The IGX uses a 1.2 Gbps cell switching redundant bus to pass ATM cells between optionally redundant adaptation, trunking and gateway modules within the system. This architecture allows any amount of bandwidth to be assigned to any slot, and makes the IGX the only system in its class with more than 16 slots, for greater scalability.
Hardware, firmware and software are designed for maximum availability, non-stop networking, even during maintenance windows. Availability design features, common to all Cisco WAN switching systems, include:
All switches use a mid-plane design with front cards performing processing functions and back cards providing interfacing and physical connectivity. This allows most system maintenance to be performed at the front cards, without disconnecting interface cables.
The following are some of the features provided by the IPX narrowband switch:
The IPX family consists of different configurations designed to meet the needs of small, medium, and large sites. There are three basic IPX packaging options: the IPX 8, IPX 16, and IPX 32. All three systems use virtually identical hardware and software; they differ only in the number of card slots provided. The IPX 8 extends the benefits of FastPacket technology to the edge of networks without losing bandwidth efficiency.

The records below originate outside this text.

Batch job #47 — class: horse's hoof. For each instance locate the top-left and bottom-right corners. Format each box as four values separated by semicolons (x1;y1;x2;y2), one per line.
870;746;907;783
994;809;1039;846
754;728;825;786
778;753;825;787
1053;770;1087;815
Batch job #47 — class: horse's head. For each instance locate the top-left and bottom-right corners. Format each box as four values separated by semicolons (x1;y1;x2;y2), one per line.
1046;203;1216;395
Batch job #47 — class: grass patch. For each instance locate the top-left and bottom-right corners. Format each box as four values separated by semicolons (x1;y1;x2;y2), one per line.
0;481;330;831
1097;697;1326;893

Note The term IPX is used to refer to the generic system. Where necessary to differentiate between the various systems, the terms IPX 8, IPX 16, or IPX 32 are used. |
The IPX also uses voice compression to provide increased capacity. Voice interfaces, such as PABX's and channel banks, transmit Pulse Code Modulation (PCM) voice streams to the IPX for processing. The IPX processes voice streams using Voice Activity Detection VAD). With VAD, voice packets are transmitted only when speech is present (in typical phone conversations, speech is present only 40% of the time). This results in greater than 2-to-1 compression, with no degradation in voice quality. This compression ratio allows many more voice channels to share a single trunk.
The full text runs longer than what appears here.